La gouverneure Kathy Hochul a déclaré qu'elle, comme le maire Zohran Mamdani, avait personnellement appelé le président Donald Trump à maintenir les protections du statut de protection temporaire (TPS). Il a averti que son élimination pourrait contraindre les gouvernements des États et locaux à licencier des centaines de fonctionnaires.
Hochul a révélé la conversation avec Trump dans une lettre du 14 août adressée au secrétaire à la Sécurité intérieure, Markwayne Mullin. La lettre a été initialement rapportée lundi par POLITICO, puis publiée par le bureau du gouverneur.
« La fin brutale du TPS pour les personnes légalement présentes dans le pays, y compris le récent licenciement pour les Haïtiens et le prochain pour les Salvadoriens, obligera l'État de New York et les gouvernements locaux à licencier des centaines d'employés essentiels dès la semaine prochaine », a écrit Hochul. Il a averti que cette décision mettrait en danger leurs moyens de subsistance et, potentiellement, leur sécurité.
Le bureau du gouverneur a expliqué que l'estimation de « centaines » est basée sur des rapports des gouvernements locaux et des calculs préliminaires des agences d'État et des autorités publiques. Cependant, il n'a pas précisé combien de travailleurs concernés appartiennent au gouvernement de l'État ni identifié les agences, autorités ou municipalités incluses dans ce chiffre.
L'avertissement de Hochul amplifie un problème de main-d'œuvre qui affecte déjà la ville de New York.
Mamdani a déclaré la semaine dernière qu'il avait également personnellement appelé Trump à rétablir les protections pour les immigrants haïtiens, alors que le bureau du maire commençait à retirer de leur emploi les travailleurs qui avaient perdu leur permis de travail fédéral.
La Mairie a signalé que des dizaines d'employés municipaux avaient été touchés et que, conformément à la loi fédérale, elle était obligée de démettre de leurs fonctions ceux qui dépendaient du TPS pour les Haïtiens et ne pouvaient pas démontrer une autre base légale pour travailler.
« J'ai parlé avec le président et j'ai dit très clairement que c'était quelque chose d'une importance énorme pour cette ville, notre économie et le bien-être de tous ceux qui habitent dans cette ville », a déclaré Mamdani le 10 août.
Hochul a toutefois prévenu que les conséquences ne se limiteraient pas aux fonctionnaires.

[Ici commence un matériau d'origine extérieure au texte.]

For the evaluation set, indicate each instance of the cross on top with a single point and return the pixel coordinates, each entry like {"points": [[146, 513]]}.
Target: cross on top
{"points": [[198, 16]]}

« Cet impact ne se limite pas aux fonctionnaires et se fera sentir dans les industries du secteur privé dans tout notre État », a-t-il écrit. « Le départ soudain de ces membres de notre personnel et de nos communautés aura un impact sur les services essentiels dont dépendent les New-Yorkais, en particulier dans le secteur de la santé, mettant ainsi en danger nos seniors et autres New-Yorkais vulnérables.
Le gouverneur a qualifié les actions de la Maison Blanche d'« acte imprudent et inhumain » et a appelé Mullin à « rétablir pleinement le TPS pour ceux qui ne peuvent pas rentrer en raison de l'extrême instabilité, de la violence et de la crise dans les pays désignés pour ce programme ».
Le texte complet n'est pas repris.